The bids make a difference
The venture investors, specialized in discovering the most promising innovative startups, will keep honest that it is considered to be real luck if among ten companies they invest in at least one of them is repaid. One of the most significant contributions made by the open cloud to the venture business is broadened the range of opportunities to make the bids by investing into more startups with lower capitalization since these startups can be launched without purchasing expensive hardware. The increased number of bids have logically led to a bigger number of successful cases when the investments were rewarded.
If using the same calculation method in the software development business, it has been found out that the software vendors have only a ten percent probability of success when the release of any innovation-containing solution on the market. Therefore, the vendor can choose one of the following scenarios: it may have only four chances if the release is performed once a quarter, twelve chances – if the products are released once a month and fifty-two chances in case of weekly releases. It is easily comprehended that more releases, more iterations of software production lead to more chances to succeed.

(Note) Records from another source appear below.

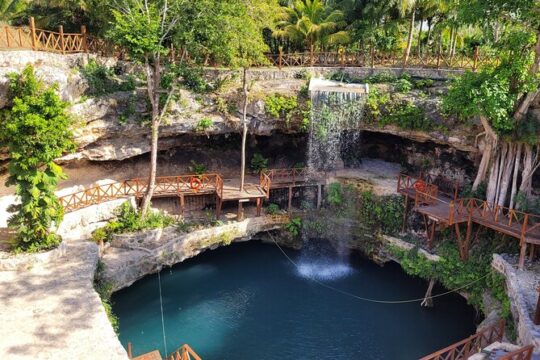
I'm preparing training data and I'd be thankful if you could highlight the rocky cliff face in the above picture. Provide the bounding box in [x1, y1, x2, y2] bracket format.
[0, 51, 480, 164]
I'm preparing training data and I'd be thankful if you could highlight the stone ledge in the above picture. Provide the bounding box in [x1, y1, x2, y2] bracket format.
[491, 254, 540, 353]
[102, 216, 289, 291]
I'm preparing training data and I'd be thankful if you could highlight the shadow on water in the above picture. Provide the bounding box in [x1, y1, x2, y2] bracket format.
[113, 242, 475, 360]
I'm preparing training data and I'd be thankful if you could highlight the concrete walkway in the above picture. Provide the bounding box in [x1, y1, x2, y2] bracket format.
[0, 240, 127, 360]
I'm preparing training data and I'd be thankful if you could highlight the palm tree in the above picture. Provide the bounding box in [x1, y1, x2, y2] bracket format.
[0, 0, 27, 24]
[273, 0, 349, 51]
[396, 0, 417, 65]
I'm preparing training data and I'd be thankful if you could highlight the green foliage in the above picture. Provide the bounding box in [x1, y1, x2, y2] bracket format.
[379, 101, 433, 131]
[414, 79, 434, 89]
[443, 31, 538, 137]
[81, 59, 137, 96]
[364, 89, 434, 131]
[195, 117, 214, 132]
[359, 191, 404, 235]
[264, 94, 298, 121]
[326, 183, 344, 207]
[189, 160, 208, 175]
[283, 217, 302, 237]
[251, 153, 268, 174]
[394, 79, 413, 93]
[94, 260, 120, 334]
[266, 203, 279, 215]
[92, 202, 176, 242]
[161, 63, 212, 94]
[389, 238, 511, 322]
[0, 66, 75, 251]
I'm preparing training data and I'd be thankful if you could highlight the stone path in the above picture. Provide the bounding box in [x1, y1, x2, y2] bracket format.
[0, 240, 127, 360]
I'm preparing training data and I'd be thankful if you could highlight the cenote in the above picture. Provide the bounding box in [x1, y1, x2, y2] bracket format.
[112, 242, 475, 360]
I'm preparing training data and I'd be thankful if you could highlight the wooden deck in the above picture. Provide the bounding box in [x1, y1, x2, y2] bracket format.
[397, 174, 540, 267]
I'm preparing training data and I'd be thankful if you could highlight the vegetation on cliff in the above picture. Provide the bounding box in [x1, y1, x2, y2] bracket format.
[0, 66, 75, 251]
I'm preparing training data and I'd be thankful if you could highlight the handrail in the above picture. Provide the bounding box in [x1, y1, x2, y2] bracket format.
[167, 344, 202, 360]
[420, 320, 505, 360]
[266, 48, 498, 70]
[58, 174, 223, 212]
[499, 344, 534, 360]
[261, 168, 308, 184]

Almost thirty years ago software was basically launched in data centers by using physical hardware, the developers paid more attention to mitigating the risks than to increasing speed of iterations. Back at the time these physical servers had limited operational capacity and were in short supply. In fact, they were the only instrument that allowed computation units launching the software stacks. Replacing such a computation unit usually took several months. The elements of an integrated application were usually connected with each other in the common memory ecosystem or via connections between a client and a server by using custom protocols. All these elements were usually transferred to the development stage together for the purpose of risk mitigation, however, on the flipside, if one of the elements failed, the entire application had to be called off that, indeed, decreased the iteration speed significantly.
However, the virtual facilities and containers can be produced in a few minutes or even seconds that has drastically transformed the perception of the application elements by software developers. HTTP-based APIs replaced dependence of the components on in-memory or connection through the custom protocols, therefore, the elements started playing the role of a contract between the other elements. As long as the contract remains unchanged, it is possible to release one single component regardless of other components. Moreover, by putting each separate component behind its own load distributor, it became possible to scale each component individually, along with the new option to perform deployments by replacing the old increments of the components, removing from behind the load distributors, by the new components being integrated.

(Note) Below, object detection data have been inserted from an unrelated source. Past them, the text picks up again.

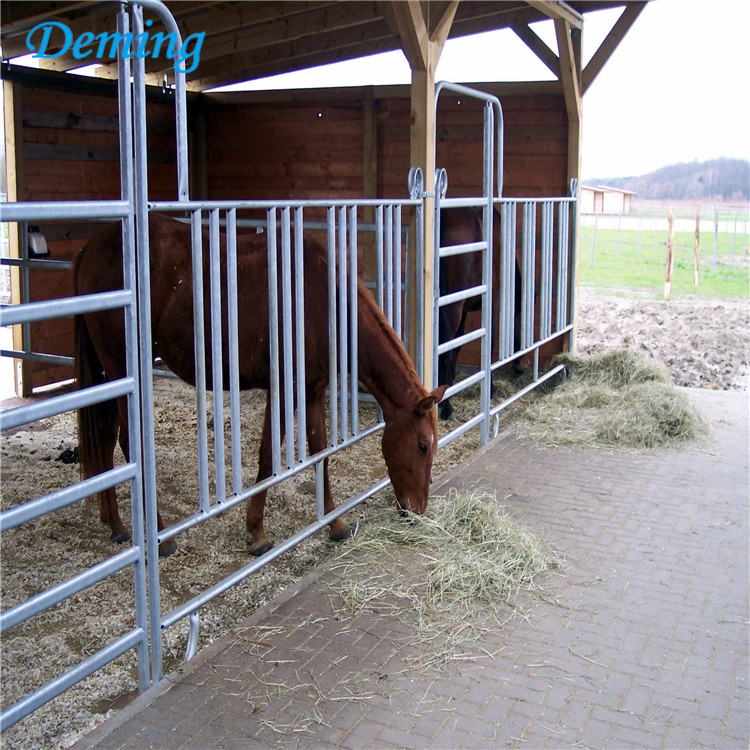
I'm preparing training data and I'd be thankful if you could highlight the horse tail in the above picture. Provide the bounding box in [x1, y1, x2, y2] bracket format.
[73, 251, 119, 523]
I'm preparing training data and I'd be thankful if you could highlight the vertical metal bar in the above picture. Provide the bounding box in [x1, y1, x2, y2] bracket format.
[281, 206, 294, 469]
[555, 201, 570, 331]
[327, 206, 339, 446]
[521, 201, 536, 349]
[19, 221, 31, 362]
[406, 168, 425, 382]
[267, 208, 281, 475]
[349, 206, 359, 435]
[315, 461, 326, 521]
[117, 8, 150, 692]
[385, 206, 393, 325]
[568, 178, 579, 351]
[208, 209, 226, 503]
[339, 206, 349, 440]
[190, 210, 209, 512]
[227, 208, 242, 495]
[393, 205, 404, 340]
[539, 201, 554, 339]
[294, 208, 307, 461]
[479, 102, 494, 445]
[432, 184, 445, 390]
[131, 6, 163, 682]
[375, 205, 385, 311]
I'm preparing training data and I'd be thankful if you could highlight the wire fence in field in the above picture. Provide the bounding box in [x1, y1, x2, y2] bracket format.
[579, 205, 750, 294]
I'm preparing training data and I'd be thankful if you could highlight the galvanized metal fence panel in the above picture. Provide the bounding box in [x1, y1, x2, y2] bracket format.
[0, 4, 150, 731]
[433, 82, 577, 446]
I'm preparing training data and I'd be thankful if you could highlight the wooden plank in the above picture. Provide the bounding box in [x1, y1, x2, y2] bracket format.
[581, 2, 646, 94]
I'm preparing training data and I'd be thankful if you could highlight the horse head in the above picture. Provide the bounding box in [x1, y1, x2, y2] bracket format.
[382, 385, 448, 515]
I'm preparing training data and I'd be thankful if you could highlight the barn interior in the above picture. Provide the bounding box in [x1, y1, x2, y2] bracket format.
[1, 0, 646, 395]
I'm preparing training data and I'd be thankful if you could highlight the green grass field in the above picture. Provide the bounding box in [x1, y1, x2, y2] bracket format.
[579, 226, 750, 299]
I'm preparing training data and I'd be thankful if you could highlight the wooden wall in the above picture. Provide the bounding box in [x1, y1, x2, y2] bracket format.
[6, 76, 177, 395]
[5, 74, 568, 393]
[206, 84, 568, 199]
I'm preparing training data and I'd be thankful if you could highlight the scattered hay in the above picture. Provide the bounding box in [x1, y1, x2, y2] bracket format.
[518, 349, 708, 448]
[333, 491, 560, 669]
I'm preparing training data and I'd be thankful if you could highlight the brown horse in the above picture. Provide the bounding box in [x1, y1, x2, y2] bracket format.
[438, 208, 523, 419]
[75, 214, 445, 555]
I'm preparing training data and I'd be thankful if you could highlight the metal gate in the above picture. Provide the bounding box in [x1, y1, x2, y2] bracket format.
[0, 0, 575, 730]
[0, 0, 424, 730]
[0, 2, 150, 730]
[432, 81, 577, 446]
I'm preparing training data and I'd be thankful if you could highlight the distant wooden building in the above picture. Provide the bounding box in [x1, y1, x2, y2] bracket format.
[580, 185, 637, 214]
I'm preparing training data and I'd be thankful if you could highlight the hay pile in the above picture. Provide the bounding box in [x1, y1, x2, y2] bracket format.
[518, 349, 708, 448]
[333, 491, 560, 670]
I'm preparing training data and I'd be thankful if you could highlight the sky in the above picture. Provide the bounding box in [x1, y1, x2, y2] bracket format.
[212, 0, 750, 180]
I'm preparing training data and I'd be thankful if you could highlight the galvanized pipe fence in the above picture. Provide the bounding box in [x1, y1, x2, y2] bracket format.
[0, 0, 576, 730]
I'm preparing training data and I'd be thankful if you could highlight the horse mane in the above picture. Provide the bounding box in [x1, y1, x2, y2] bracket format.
[358, 279, 427, 397]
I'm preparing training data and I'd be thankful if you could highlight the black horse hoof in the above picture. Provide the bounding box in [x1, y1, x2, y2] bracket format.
[250, 542, 273, 557]
[328, 526, 352, 542]
[159, 539, 177, 557]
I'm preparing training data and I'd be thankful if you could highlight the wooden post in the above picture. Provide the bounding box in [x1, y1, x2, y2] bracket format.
[695, 208, 701, 286]
[664, 208, 674, 299]
[3, 81, 26, 396]
[389, 0, 458, 389]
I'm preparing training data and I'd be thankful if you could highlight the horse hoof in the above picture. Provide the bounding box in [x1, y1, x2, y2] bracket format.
[250, 542, 273, 557]
[159, 539, 177, 557]
[329, 526, 352, 542]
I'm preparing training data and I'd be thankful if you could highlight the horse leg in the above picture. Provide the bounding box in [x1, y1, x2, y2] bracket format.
[307, 393, 351, 542]
[115, 398, 177, 557]
[438, 303, 466, 419]
[245, 400, 284, 557]
[98, 404, 131, 544]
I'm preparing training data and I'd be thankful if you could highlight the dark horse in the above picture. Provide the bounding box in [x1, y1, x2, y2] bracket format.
[438, 208, 521, 419]
[75, 214, 445, 555]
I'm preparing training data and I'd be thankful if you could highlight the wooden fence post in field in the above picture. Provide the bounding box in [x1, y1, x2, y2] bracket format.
[695, 208, 701, 286]
[664, 208, 674, 299]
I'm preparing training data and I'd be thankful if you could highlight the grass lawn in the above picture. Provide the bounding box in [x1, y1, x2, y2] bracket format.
[579, 227, 750, 298]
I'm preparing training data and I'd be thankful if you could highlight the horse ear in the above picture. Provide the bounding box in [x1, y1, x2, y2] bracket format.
[414, 385, 448, 415]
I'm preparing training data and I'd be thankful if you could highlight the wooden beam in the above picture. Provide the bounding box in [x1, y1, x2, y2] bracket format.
[526, 0, 583, 29]
[581, 2, 646, 94]
[390, 0, 458, 389]
[2, 81, 31, 396]
[511, 25, 560, 78]
[391, 0, 430, 71]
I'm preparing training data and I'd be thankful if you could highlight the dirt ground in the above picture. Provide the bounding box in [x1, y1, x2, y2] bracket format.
[578, 287, 750, 391]
[0, 288, 750, 748]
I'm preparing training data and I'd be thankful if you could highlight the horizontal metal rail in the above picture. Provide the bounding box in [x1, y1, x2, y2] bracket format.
[438, 328, 485, 355]
[0, 290, 133, 326]
[438, 284, 487, 307]
[0, 378, 135, 430]
[0, 463, 137, 532]
[162, 478, 391, 629]
[157, 422, 385, 544]
[0, 349, 75, 367]
[0, 628, 148, 732]
[0, 547, 141, 633]
[0, 258, 73, 271]
[440, 240, 487, 258]
[0, 200, 131, 224]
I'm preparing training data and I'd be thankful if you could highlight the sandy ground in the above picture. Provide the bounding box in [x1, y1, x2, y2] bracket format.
[578, 287, 750, 391]
[0, 288, 750, 748]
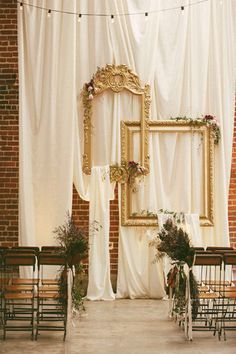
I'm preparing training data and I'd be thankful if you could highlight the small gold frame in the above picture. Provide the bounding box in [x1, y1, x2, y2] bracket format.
[121, 120, 214, 227]
[82, 65, 151, 183]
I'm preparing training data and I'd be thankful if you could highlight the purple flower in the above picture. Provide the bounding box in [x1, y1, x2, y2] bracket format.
[203, 114, 214, 121]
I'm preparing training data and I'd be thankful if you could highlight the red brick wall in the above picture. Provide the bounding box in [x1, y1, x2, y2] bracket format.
[0, 0, 19, 245]
[0, 0, 236, 274]
[228, 101, 236, 248]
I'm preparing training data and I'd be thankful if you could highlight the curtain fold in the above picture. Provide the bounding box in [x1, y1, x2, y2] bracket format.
[87, 166, 115, 300]
[19, 0, 235, 298]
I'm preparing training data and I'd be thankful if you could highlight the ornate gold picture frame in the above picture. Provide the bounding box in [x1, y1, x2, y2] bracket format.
[121, 120, 214, 227]
[82, 65, 150, 183]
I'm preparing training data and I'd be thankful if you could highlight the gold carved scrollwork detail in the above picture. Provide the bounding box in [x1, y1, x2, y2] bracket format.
[82, 64, 151, 183]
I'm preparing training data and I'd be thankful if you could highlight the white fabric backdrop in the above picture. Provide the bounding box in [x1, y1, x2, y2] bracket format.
[19, 0, 235, 295]
[87, 166, 115, 300]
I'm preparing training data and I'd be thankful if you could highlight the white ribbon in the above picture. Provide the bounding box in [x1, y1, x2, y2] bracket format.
[66, 267, 74, 339]
[184, 264, 193, 340]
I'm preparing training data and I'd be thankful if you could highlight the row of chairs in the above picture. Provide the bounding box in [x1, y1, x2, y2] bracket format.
[177, 247, 236, 340]
[0, 247, 67, 340]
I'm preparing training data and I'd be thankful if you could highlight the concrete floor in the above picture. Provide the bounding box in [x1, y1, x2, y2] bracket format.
[0, 300, 236, 354]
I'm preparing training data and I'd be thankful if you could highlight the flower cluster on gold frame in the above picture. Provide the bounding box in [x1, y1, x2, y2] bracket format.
[82, 65, 150, 183]
[121, 120, 214, 227]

These are the overriding principles of a microservices-focused architecture which allows more loosely-bound connections due to the API contracts, comparing to the solid-cast forerunners, and provides quicker iterations.
Kubernetes and serverless technology are crucial
Now you have lots of containers to navigate for all microservices and this leads you to the next challenge: you have to find a method to allocate them in various physical or virtual hosts, determine naming and scheduling, reinforce network building capability since multiple elements can be located on the same host, bringing to naught the necessity for packets to move to the network card. That’s why Kubernetes means so much, and Google, Cisco, and AWS are so involved in the container clustering platform. Putting this another way, all these are also called the iterations, thus, the software developers are able to bound the elements more loosely and to release them as quickly as they discover the innovation.

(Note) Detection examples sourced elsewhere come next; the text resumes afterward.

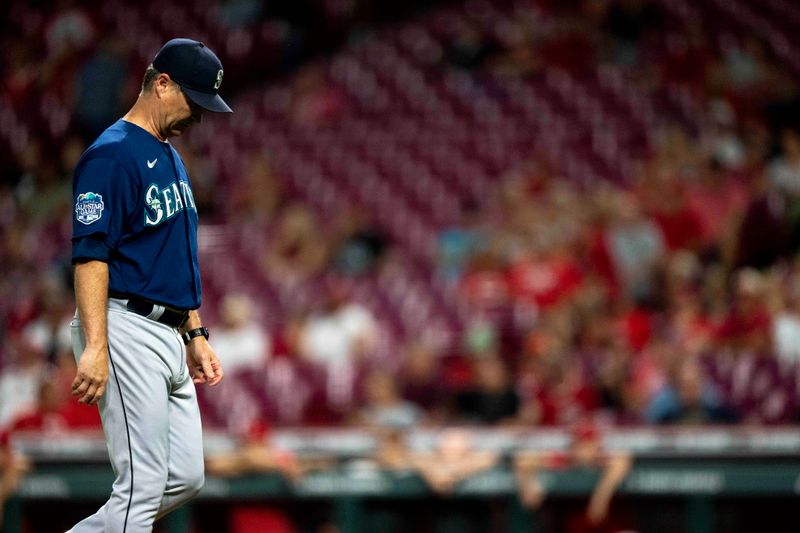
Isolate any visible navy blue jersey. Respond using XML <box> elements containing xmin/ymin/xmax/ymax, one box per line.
<box><xmin>72</xmin><ymin>116</ymin><xmax>202</xmax><ymax>309</ymax></box>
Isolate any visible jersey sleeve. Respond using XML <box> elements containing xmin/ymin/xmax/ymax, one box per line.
<box><xmin>72</xmin><ymin>158</ymin><xmax>135</xmax><ymax>263</ymax></box>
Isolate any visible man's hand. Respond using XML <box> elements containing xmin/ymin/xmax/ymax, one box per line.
<box><xmin>186</xmin><ymin>336</ymin><xmax>224</xmax><ymax>387</ymax></box>
<box><xmin>72</xmin><ymin>346</ymin><xmax>108</xmax><ymax>405</ymax></box>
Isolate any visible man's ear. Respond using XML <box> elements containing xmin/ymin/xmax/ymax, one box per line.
<box><xmin>153</xmin><ymin>72</ymin><xmax>172</xmax><ymax>98</ymax></box>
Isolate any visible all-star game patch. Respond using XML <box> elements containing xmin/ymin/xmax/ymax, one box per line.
<box><xmin>75</xmin><ymin>192</ymin><xmax>104</xmax><ymax>225</ymax></box>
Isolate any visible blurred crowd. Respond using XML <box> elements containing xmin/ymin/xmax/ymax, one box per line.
<box><xmin>0</xmin><ymin>0</ymin><xmax>800</xmax><ymax>531</ymax></box>
<box><xmin>0</xmin><ymin>0</ymin><xmax>800</xmax><ymax>466</ymax></box>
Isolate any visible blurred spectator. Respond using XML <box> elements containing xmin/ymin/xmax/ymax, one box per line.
<box><xmin>645</xmin><ymin>359</ymin><xmax>737</xmax><ymax>424</ymax></box>
<box><xmin>767</xmin><ymin>128</ymin><xmax>800</xmax><ymax>252</ymax></box>
<box><xmin>4</xmin><ymin>367</ymin><xmax>102</xmax><ymax>438</ymax></box>
<box><xmin>373</xmin><ymin>428</ymin><xmax>414</xmax><ymax>472</ymax></box>
<box><xmin>455</xmin><ymin>354</ymin><xmax>520</xmax><ymax>424</ymax></box>
<box><xmin>261</xmin><ymin>204</ymin><xmax>328</xmax><ymax>285</ymax></box>
<box><xmin>355</xmin><ymin>370</ymin><xmax>423</xmax><ymax>428</ymax></box>
<box><xmin>206</xmin><ymin>423</ymin><xmax>302</xmax><ymax>533</ymax></box>
<box><xmin>727</xmin><ymin>176</ymin><xmax>790</xmax><ymax>268</ymax></box>
<box><xmin>300</xmin><ymin>279</ymin><xmax>378</xmax><ymax>368</ymax></box>
<box><xmin>399</xmin><ymin>342</ymin><xmax>447</xmax><ymax>418</ymax></box>
<box><xmin>717</xmin><ymin>268</ymin><xmax>772</xmax><ymax>353</ymax></box>
<box><xmin>514</xmin><ymin>423</ymin><xmax>632</xmax><ymax>533</ymax></box>
<box><xmin>596</xmin><ymin>192</ymin><xmax>667</xmax><ymax>301</ymax></box>
<box><xmin>436</xmin><ymin>200</ymin><xmax>487</xmax><ymax>282</ymax></box>
<box><xmin>414</xmin><ymin>429</ymin><xmax>499</xmax><ymax>494</ymax></box>
<box><xmin>214</xmin><ymin>294</ymin><xmax>272</xmax><ymax>374</ymax></box>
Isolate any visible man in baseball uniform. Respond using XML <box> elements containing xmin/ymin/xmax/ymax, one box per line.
<box><xmin>71</xmin><ymin>39</ymin><xmax>231</xmax><ymax>533</ymax></box>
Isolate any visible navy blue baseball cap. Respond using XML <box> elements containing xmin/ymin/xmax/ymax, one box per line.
<box><xmin>153</xmin><ymin>39</ymin><xmax>233</xmax><ymax>113</ymax></box>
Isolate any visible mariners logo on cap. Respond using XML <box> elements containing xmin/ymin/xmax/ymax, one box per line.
<box><xmin>75</xmin><ymin>192</ymin><xmax>105</xmax><ymax>225</ymax></box>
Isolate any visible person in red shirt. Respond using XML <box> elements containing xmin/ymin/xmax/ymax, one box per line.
<box><xmin>514</xmin><ymin>423</ymin><xmax>633</xmax><ymax>533</ymax></box>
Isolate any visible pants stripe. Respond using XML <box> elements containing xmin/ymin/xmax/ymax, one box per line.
<box><xmin>108</xmin><ymin>346</ymin><xmax>133</xmax><ymax>533</ymax></box>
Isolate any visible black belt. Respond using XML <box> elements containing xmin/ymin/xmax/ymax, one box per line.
<box><xmin>109</xmin><ymin>292</ymin><xmax>189</xmax><ymax>328</ymax></box>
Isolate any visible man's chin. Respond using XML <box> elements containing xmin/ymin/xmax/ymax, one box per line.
<box><xmin>169</xmin><ymin>124</ymin><xmax>191</xmax><ymax>137</ymax></box>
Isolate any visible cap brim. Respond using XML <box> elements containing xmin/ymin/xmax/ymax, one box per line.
<box><xmin>182</xmin><ymin>87</ymin><xmax>233</xmax><ymax>113</ymax></box>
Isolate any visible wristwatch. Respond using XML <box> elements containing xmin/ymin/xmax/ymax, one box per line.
<box><xmin>181</xmin><ymin>327</ymin><xmax>208</xmax><ymax>344</ymax></box>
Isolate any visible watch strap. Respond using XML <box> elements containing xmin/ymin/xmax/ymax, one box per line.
<box><xmin>181</xmin><ymin>327</ymin><xmax>208</xmax><ymax>344</ymax></box>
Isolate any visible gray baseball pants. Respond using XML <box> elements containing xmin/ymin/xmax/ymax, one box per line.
<box><xmin>68</xmin><ymin>298</ymin><xmax>203</xmax><ymax>533</ymax></box>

But wait there is more. The huge advantage of serverless architectures is that they may represent the next cycle of progress. Comparing to the coupling elements by using the API contracts, the event-driven functions are bounded via event gateways. That’s why unlike providing lots of increments placed behind a load distributor, the serverless functions are located on the disk until the moment when the event makes them active. This paradigm calls for a more stateless method to create logic inside the separate functions but at the same time, this is more unbound coupling than the microservices with improved underlying use of a physical server as the functions are inactive until required.
Inference should be drawn that the optimal way to discover promising initiative is to maximize iterations and to get rid of unpromising ones as soon as you detect them. This approach is a baseline for building application architecture, container clustering platforms and serverless algorithms in order to make the process of software development and finished apps release as smooth as possible. Enabling maximum amount of iterations leads to revealing of the innovative potential and this is exactly what all businesses are looking for these days making the iterations to be a powerful factor of software development progress.